Immunotherapy + chemotherapy is the standard first line treatment for small cell lung cancer. Our study would have been more useful if it had been conducted in patients receiving immunotherapy + chemotherapy, which is standard today. In this case, although the data obtained seems to be theoretically useful in a limited number of patients, the number of patients who cannot receive immunotherapy + chemotherapy is not small. These grades can be used respectively according to the following situations in daily practice, many patients in our country and in many other parts of the world cannot access immunotherapies due to socio-economic reasons. For this reason, the first-line treatment of patients is still mostly chemotherapy. Therefore, it can be used to determine the prognosis in this group of patients. In addition, although immunotherapy is recommended as standard for patients with small cell lung cancer, chemotherapy is also recommended after it progresses. There are a considerable number of patients in this group. Although our study is a study showing the relationship between ALBI, PALBI grade and prognosis in patients receiving first-line chemotherapy, its results may also be prognostic in patients who will receive chemotherapy in case of progression after the first line. Additionally, immunotherapies are contraindicated in some diseases. For this reason, it cannot be used in this group of patients. In this case (in some chronic diseases where immunotherapies are contraindicated, Multiple sclerosis, Inflammatory bowel disease, etc.), Chemotherapy is used. Since these chronic diseases are very common, it may be useful to obtain information about the prognosis in this group where chemotherapy is recommended.

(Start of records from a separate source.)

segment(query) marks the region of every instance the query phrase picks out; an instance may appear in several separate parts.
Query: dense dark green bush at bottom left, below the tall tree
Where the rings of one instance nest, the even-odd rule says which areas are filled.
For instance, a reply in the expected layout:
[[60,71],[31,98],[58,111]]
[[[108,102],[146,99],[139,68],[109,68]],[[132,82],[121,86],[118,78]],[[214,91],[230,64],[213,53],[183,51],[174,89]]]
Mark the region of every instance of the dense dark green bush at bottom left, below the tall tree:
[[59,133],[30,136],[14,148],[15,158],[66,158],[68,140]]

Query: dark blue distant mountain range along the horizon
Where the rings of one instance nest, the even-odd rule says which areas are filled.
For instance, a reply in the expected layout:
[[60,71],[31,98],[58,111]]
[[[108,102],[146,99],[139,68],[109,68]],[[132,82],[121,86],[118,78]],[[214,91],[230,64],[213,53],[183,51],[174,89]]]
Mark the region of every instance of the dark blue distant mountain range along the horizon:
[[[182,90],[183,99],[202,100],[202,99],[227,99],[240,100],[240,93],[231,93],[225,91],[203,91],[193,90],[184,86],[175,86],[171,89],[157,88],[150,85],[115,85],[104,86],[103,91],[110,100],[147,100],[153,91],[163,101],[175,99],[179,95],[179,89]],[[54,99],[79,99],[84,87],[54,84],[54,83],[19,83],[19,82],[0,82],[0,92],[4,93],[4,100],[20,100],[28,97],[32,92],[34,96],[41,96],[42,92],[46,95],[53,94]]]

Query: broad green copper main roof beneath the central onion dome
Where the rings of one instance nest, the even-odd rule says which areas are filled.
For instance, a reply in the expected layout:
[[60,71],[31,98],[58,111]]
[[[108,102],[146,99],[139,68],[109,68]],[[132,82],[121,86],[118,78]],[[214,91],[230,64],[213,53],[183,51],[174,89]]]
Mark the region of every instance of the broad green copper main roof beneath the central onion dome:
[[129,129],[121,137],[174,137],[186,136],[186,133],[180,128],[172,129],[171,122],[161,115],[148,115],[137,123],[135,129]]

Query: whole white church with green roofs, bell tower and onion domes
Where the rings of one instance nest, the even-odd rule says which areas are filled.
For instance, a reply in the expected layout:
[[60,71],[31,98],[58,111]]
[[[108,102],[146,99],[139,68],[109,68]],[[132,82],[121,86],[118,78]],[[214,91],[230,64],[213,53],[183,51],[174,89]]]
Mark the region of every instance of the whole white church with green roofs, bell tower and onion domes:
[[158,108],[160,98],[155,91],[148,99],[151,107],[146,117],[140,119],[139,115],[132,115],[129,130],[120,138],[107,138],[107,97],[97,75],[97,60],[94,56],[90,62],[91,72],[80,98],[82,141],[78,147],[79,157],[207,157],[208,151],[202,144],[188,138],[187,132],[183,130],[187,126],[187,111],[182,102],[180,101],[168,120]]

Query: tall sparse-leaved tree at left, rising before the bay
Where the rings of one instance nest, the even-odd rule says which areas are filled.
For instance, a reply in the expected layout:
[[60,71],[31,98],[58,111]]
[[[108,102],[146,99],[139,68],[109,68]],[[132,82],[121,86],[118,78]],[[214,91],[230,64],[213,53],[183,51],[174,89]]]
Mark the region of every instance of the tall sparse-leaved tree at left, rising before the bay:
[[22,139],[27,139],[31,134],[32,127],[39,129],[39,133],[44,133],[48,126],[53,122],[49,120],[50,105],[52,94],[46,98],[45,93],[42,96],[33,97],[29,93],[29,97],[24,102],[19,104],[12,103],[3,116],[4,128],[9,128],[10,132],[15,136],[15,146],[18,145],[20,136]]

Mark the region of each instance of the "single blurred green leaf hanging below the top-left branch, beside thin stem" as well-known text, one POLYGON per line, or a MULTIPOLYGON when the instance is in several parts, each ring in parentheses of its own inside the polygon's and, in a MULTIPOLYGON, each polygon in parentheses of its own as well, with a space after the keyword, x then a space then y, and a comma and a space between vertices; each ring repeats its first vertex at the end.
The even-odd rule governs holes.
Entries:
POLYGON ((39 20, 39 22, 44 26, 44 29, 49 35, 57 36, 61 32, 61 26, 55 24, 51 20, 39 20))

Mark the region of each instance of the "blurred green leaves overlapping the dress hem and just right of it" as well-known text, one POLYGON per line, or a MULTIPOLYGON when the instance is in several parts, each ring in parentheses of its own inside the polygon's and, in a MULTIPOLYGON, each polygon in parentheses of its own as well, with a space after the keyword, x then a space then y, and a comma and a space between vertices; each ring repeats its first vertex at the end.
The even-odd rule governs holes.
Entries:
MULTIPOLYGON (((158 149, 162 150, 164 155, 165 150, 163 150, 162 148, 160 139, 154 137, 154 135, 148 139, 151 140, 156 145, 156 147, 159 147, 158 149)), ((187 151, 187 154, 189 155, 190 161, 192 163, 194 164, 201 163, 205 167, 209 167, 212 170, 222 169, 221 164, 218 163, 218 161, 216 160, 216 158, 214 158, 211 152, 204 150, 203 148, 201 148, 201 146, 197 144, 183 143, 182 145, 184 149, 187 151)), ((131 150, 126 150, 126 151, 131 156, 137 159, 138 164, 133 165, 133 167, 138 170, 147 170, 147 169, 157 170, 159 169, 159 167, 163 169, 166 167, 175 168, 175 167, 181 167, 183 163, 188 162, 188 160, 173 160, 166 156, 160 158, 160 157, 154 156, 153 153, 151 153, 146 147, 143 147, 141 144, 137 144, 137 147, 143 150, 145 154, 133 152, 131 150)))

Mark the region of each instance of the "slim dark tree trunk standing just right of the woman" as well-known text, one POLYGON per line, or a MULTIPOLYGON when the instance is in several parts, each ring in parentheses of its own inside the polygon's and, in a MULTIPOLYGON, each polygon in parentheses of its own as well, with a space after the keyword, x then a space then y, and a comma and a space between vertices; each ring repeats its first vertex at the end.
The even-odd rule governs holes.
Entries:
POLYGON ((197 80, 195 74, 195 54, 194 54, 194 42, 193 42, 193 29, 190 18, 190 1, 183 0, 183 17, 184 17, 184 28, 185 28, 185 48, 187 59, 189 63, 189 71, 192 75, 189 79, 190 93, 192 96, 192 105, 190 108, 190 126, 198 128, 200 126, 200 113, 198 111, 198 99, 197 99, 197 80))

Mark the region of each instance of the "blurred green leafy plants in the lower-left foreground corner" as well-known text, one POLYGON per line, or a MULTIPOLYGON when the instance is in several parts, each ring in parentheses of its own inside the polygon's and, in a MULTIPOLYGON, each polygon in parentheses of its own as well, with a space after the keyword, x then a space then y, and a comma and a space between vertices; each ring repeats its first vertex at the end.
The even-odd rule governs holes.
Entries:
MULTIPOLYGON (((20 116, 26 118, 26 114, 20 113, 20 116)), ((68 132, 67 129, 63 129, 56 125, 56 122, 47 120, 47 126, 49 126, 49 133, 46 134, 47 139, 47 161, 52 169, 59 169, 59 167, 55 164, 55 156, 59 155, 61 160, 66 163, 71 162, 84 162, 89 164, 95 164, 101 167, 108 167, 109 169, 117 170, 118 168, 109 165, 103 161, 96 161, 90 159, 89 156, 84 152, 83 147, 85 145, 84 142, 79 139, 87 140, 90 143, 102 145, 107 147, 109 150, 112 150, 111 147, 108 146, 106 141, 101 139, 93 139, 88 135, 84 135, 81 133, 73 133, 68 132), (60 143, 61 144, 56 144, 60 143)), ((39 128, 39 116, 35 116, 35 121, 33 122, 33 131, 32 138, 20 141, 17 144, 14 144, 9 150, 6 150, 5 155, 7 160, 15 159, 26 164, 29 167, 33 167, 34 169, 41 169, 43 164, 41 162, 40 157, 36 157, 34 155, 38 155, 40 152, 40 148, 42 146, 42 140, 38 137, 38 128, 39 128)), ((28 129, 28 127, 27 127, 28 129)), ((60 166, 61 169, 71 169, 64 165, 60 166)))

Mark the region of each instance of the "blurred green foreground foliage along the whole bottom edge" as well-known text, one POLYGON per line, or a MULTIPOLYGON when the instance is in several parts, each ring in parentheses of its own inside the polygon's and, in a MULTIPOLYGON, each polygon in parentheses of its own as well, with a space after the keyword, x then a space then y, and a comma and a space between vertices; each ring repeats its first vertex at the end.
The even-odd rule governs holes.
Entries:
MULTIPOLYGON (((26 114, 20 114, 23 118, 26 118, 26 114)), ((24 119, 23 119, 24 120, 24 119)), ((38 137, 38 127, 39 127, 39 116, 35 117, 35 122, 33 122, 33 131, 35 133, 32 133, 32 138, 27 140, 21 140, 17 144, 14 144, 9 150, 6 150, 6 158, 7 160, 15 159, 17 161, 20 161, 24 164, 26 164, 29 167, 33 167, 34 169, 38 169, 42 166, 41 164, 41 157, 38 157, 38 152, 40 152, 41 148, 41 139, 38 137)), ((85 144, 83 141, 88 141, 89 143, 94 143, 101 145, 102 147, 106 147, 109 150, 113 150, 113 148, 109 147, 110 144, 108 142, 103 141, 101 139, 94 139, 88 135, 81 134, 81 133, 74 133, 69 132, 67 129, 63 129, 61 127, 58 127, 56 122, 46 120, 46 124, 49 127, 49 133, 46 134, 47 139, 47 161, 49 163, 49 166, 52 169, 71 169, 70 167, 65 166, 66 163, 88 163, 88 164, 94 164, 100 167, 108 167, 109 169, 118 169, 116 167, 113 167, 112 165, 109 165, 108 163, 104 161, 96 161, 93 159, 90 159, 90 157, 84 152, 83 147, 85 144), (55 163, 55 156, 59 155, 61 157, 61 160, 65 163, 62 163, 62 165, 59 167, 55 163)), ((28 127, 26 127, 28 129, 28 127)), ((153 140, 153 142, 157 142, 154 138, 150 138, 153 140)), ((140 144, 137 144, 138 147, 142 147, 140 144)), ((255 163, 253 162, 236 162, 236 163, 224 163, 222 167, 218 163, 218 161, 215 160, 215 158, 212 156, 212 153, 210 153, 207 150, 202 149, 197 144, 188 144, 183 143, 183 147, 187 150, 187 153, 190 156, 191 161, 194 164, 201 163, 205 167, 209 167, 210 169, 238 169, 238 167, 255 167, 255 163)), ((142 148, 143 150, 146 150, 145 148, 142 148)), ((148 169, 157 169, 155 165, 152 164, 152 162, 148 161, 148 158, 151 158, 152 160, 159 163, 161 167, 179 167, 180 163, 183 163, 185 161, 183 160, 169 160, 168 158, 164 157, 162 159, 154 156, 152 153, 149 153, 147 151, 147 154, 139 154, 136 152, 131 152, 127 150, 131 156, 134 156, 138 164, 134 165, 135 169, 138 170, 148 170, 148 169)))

Although our study is limited by the retrospective single-center design and small number of patients, it is important because it is the first in the literature to show the relationship between ALBI and PALBI grades and prognosis in patients with SCLC.

In conclusion, ALBI and PALBI grades were determined to be associated with the prognosis of SCLC. These grades can be used as easy, inexpensive, and practical markers in determining the follow-up treatment and prognosis of patients with SCLC.